Since then, the video-sharing site has faced numerous executive orders, court appeals and failed takeover attempts.

The time to reach an agreement is running out. US Supreme Court It upheld the divestment order earlier this yearrejecting arguments that a ban would violate freedom of expression. This ruling prompted the two parties to return to the negotiating table, but there have been several delays and shifts in the TikTok deal deadline over the past few months.

Trump I fell that Executive order on September 25, allowing the new ownership to be based in the United States and made up of a majority of American investors and stakeholders.

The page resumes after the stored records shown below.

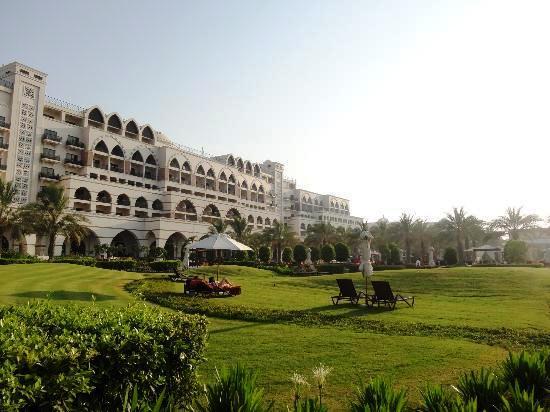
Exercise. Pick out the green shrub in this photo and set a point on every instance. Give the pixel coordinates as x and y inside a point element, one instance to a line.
<point>378,396</point>
<point>165,265</point>
<point>264,254</point>
<point>300,253</point>
<point>450,256</point>
<point>315,254</point>
<point>342,252</point>
<point>482,386</point>
<point>234,390</point>
<point>120,264</point>
<point>515,251</point>
<point>327,253</point>
<point>84,358</point>
<point>287,255</point>
<point>527,370</point>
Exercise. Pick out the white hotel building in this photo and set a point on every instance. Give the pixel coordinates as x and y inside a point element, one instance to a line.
<point>135,185</point>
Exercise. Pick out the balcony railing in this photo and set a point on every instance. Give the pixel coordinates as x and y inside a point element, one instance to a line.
<point>74,141</point>
<point>50,157</point>
<point>51,176</point>
<point>75,162</point>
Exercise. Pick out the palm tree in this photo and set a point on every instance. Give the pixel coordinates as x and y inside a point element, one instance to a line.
<point>406,223</point>
<point>218,226</point>
<point>240,229</point>
<point>513,222</point>
<point>456,223</point>
<point>320,234</point>
<point>8,214</point>
<point>280,235</point>
<point>48,217</point>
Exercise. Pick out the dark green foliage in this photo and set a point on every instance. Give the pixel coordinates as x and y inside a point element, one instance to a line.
<point>327,253</point>
<point>287,255</point>
<point>450,256</point>
<point>235,390</point>
<point>165,265</point>
<point>483,386</point>
<point>300,253</point>
<point>521,401</point>
<point>264,254</point>
<point>386,253</point>
<point>315,253</point>
<point>342,252</point>
<point>84,358</point>
<point>122,264</point>
<point>395,254</point>
<point>529,371</point>
<point>378,396</point>
<point>515,251</point>
<point>438,399</point>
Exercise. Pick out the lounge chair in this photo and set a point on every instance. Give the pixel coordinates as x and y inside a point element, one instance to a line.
<point>384,295</point>
<point>347,292</point>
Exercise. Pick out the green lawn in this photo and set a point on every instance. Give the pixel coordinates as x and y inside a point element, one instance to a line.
<point>483,297</point>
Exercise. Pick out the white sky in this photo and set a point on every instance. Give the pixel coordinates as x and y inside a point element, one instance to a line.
<point>413,106</point>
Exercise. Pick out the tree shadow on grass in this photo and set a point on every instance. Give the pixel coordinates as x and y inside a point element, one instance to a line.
<point>64,295</point>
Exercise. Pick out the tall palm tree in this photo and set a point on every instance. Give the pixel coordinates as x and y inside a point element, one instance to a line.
<point>512,223</point>
<point>240,229</point>
<point>49,217</point>
<point>281,236</point>
<point>406,223</point>
<point>8,214</point>
<point>456,223</point>
<point>320,234</point>
<point>218,226</point>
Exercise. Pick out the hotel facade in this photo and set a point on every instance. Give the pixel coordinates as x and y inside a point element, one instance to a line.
<point>136,187</point>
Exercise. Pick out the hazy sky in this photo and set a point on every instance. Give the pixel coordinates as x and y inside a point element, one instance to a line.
<point>413,106</point>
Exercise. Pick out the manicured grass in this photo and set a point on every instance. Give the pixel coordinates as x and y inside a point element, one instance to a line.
<point>480,297</point>
<point>514,298</point>
<point>62,282</point>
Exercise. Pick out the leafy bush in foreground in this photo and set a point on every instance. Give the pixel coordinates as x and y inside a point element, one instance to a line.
<point>84,358</point>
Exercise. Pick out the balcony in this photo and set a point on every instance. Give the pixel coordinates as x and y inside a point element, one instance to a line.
<point>73,162</point>
<point>50,177</point>
<point>52,138</point>
<point>50,158</point>
<point>74,142</point>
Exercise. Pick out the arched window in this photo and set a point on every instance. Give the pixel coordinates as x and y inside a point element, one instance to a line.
<point>82,194</point>
<point>114,122</point>
<point>137,157</point>
<point>123,200</point>
<point>96,116</point>
<point>141,203</point>
<point>117,151</point>
<point>103,197</point>
<point>101,147</point>
<point>131,129</point>
<point>157,205</point>
<point>211,210</point>
<point>147,133</point>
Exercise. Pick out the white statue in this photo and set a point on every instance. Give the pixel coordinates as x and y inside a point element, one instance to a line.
<point>431,261</point>
<point>186,253</point>
<point>365,267</point>
<point>308,257</point>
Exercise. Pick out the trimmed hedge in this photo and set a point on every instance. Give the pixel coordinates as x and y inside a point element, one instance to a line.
<point>69,357</point>
<point>164,265</point>
<point>126,264</point>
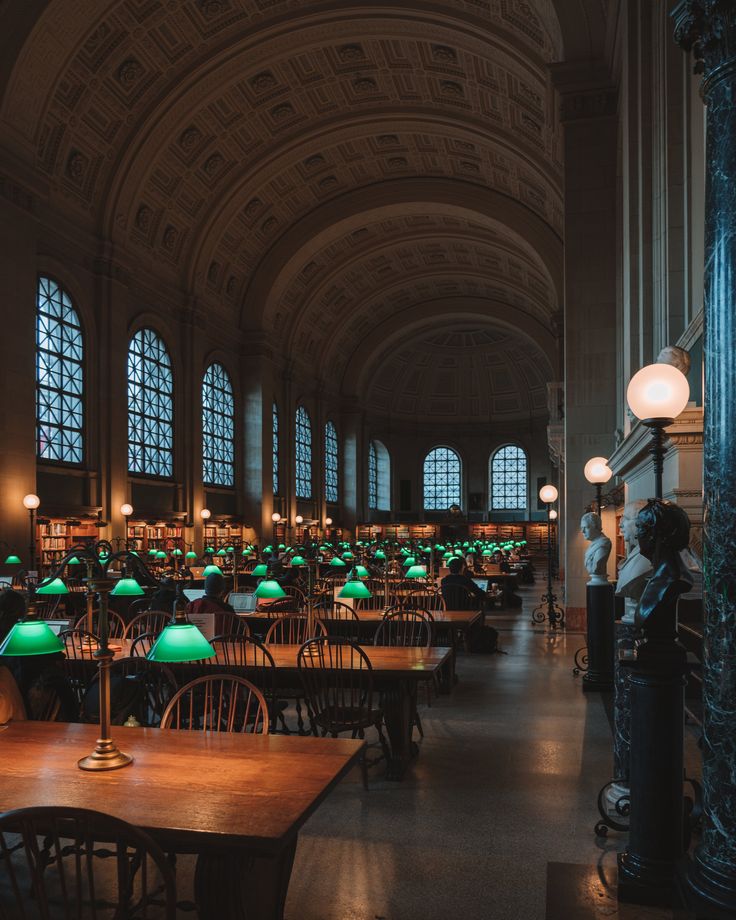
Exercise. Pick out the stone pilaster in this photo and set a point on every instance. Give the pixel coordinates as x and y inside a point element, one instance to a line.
<point>707,28</point>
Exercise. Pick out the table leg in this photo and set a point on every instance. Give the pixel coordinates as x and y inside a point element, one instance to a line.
<point>399,704</point>
<point>243,887</point>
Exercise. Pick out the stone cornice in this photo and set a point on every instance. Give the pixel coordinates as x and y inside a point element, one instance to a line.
<point>686,432</point>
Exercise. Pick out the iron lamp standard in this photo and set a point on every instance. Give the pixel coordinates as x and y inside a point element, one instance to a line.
<point>548,608</point>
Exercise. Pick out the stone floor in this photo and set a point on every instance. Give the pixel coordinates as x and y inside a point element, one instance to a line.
<point>495,820</point>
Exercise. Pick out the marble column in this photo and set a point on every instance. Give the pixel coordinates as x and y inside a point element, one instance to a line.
<point>708,29</point>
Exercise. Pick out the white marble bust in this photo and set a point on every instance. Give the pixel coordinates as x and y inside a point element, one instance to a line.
<point>596,556</point>
<point>635,570</point>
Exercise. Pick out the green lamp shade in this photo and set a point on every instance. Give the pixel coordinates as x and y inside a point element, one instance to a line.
<point>56,586</point>
<point>416,571</point>
<point>355,589</point>
<point>31,637</point>
<point>127,587</point>
<point>180,642</point>
<point>269,588</point>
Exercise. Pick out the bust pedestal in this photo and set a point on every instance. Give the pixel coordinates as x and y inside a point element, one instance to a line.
<point>601,642</point>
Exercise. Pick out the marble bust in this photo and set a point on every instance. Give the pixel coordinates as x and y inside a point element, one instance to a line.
<point>635,569</point>
<point>596,556</point>
<point>663,531</point>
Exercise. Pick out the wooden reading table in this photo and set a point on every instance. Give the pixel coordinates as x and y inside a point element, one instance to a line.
<point>236,801</point>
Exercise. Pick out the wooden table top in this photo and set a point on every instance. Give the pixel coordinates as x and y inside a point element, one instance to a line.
<point>195,790</point>
<point>419,663</point>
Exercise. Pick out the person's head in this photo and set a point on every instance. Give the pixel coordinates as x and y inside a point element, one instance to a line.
<point>214,585</point>
<point>662,527</point>
<point>627,527</point>
<point>455,565</point>
<point>591,526</point>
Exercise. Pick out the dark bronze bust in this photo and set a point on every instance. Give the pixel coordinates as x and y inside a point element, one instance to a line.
<point>663,531</point>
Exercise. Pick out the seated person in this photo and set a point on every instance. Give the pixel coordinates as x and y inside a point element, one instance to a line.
<point>459,590</point>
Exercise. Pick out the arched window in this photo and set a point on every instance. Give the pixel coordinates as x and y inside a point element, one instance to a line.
<point>508,479</point>
<point>372,477</point>
<point>303,447</point>
<point>59,376</point>
<point>275,447</point>
<point>150,406</point>
<point>331,463</point>
<point>442,477</point>
<point>218,427</point>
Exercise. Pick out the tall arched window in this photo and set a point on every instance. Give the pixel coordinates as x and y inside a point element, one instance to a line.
<point>150,406</point>
<point>508,484</point>
<point>331,463</point>
<point>303,449</point>
<point>442,478</point>
<point>59,376</point>
<point>372,477</point>
<point>218,427</point>
<point>275,447</point>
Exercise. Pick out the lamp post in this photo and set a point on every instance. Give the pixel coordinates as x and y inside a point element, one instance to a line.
<point>656,395</point>
<point>548,608</point>
<point>31,502</point>
<point>597,472</point>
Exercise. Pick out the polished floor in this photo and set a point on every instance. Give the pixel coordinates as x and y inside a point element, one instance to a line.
<point>495,820</point>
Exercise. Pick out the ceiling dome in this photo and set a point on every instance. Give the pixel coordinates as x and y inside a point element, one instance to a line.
<point>461,373</point>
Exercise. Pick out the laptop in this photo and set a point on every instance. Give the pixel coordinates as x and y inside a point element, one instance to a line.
<point>242,602</point>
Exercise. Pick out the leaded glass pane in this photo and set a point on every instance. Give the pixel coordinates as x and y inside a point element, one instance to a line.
<point>150,406</point>
<point>275,448</point>
<point>372,477</point>
<point>303,444</point>
<point>331,463</point>
<point>218,427</point>
<point>508,474</point>
<point>59,376</point>
<point>441,479</point>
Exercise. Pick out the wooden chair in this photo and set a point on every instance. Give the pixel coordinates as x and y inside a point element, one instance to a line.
<point>239,651</point>
<point>115,624</point>
<point>293,629</point>
<point>338,685</point>
<point>50,866</point>
<point>341,620</point>
<point>218,703</point>
<point>149,621</point>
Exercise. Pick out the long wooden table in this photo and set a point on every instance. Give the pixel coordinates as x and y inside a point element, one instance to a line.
<point>397,672</point>
<point>236,801</point>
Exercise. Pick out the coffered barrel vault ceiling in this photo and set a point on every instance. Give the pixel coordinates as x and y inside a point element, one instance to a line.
<point>236,150</point>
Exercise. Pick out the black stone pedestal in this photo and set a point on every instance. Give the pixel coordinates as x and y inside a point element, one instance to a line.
<point>600,610</point>
<point>648,867</point>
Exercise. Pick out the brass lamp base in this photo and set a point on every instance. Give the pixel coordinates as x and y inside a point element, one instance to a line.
<point>105,756</point>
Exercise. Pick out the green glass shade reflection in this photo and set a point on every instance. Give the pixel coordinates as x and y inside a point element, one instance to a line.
<point>56,586</point>
<point>416,571</point>
<point>127,587</point>
<point>269,588</point>
<point>354,589</point>
<point>31,637</point>
<point>180,642</point>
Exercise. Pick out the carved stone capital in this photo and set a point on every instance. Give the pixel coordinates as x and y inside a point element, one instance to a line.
<point>707,28</point>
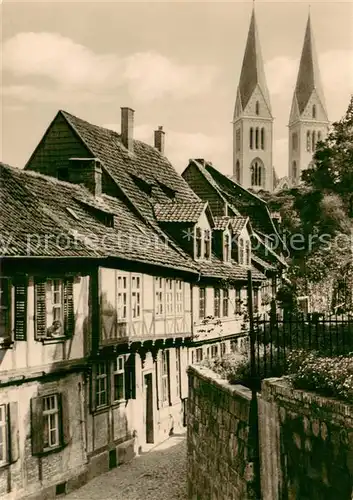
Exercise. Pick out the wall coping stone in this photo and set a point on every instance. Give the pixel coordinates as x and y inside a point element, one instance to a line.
<point>274,389</point>
<point>216,380</point>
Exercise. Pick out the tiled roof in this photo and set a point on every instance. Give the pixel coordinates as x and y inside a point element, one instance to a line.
<point>238,223</point>
<point>218,269</point>
<point>60,225</point>
<point>221,223</point>
<point>145,162</point>
<point>179,212</point>
<point>262,263</point>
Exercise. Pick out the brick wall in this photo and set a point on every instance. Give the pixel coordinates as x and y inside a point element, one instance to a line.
<point>219,464</point>
<point>306,444</point>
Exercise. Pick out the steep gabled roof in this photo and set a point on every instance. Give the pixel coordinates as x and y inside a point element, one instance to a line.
<point>309,78</point>
<point>252,71</point>
<point>62,226</point>
<point>124,167</point>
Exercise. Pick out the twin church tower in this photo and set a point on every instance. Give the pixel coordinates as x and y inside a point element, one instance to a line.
<point>253,120</point>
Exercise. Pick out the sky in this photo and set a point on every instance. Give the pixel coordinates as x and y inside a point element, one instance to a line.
<point>177,64</point>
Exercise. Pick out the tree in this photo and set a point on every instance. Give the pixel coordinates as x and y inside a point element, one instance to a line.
<point>332,169</point>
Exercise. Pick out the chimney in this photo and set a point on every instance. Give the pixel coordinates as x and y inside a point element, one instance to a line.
<point>159,139</point>
<point>127,128</point>
<point>86,171</point>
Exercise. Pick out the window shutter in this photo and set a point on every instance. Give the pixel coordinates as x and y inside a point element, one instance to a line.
<point>130,377</point>
<point>40,310</point>
<point>37,425</point>
<point>92,390</point>
<point>20,330</point>
<point>13,432</point>
<point>158,384</point>
<point>169,384</point>
<point>64,418</point>
<point>69,313</point>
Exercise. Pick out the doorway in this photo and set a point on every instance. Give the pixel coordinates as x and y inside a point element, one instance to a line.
<point>148,385</point>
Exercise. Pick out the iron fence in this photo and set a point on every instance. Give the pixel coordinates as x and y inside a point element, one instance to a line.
<point>275,337</point>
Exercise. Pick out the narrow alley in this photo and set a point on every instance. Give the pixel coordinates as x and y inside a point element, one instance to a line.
<point>158,474</point>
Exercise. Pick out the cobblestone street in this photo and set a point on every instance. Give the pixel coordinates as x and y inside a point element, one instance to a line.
<point>157,475</point>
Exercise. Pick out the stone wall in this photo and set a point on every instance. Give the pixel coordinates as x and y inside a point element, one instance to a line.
<point>219,452</point>
<point>306,444</point>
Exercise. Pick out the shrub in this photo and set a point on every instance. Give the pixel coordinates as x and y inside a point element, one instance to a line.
<point>329,376</point>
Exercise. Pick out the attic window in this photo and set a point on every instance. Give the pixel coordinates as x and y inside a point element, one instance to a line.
<point>63,174</point>
<point>73,213</point>
<point>167,190</point>
<point>142,184</point>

The algorithm is extremely important

The white house It was confirmed in September The TikTok algorithm will be run in the United States and supervised by the American technology company Oracle. Private equity firm Silver Lake and Michael Dell, founder and CEO of Dell Technologies, will be among the investors.

In September, Trump said News Corp founder Rupert Murdoch and his son Lachlan Murdoch would also be part of the ownership group, but CNN later reported that the Murdoch family’s media company, Fox Corp, would be the investor, rather than the Murdochs individually.

TikTok’s algorithm is a key part of the deal. The algorithm recommends content to you as you scroll on TikTok. The algorithm is controversial because of US concerns that the Chinese government might force ByteDance, TikTok’s original Chinese owner, to use those recommendations in overtly political ways, directed against the United States.

Under TikTok’s new deal, the algorithm He will be retrained on US user data.

What this means for TikTok users

For TikTok users in the US, the deal could preserve access to the app that has become a cultural mainstay here, eliminating the looming threat of a shutdown or… Separate application.

As part of the new arrangement, TikTok user data in the US will still be stored locally and managed by a dedicated oversight board, which may satisfy those with concerns about data privacy.

Trump and Xi will meet again in Korea on Thursday, meaning the TikTok deal could be announced by the end of this week. However, implementing the deal and changing ownership will likely take months.

Oracle co-founder Larry Ellison He is a personal friend of Trump, and some users fear that his role with TikTok could mean the algorithm is pushing right-wing political content to users. A Recent NPR story Reportedly, analysts say this could happen, but they will also need to refrain from alienating the existing public.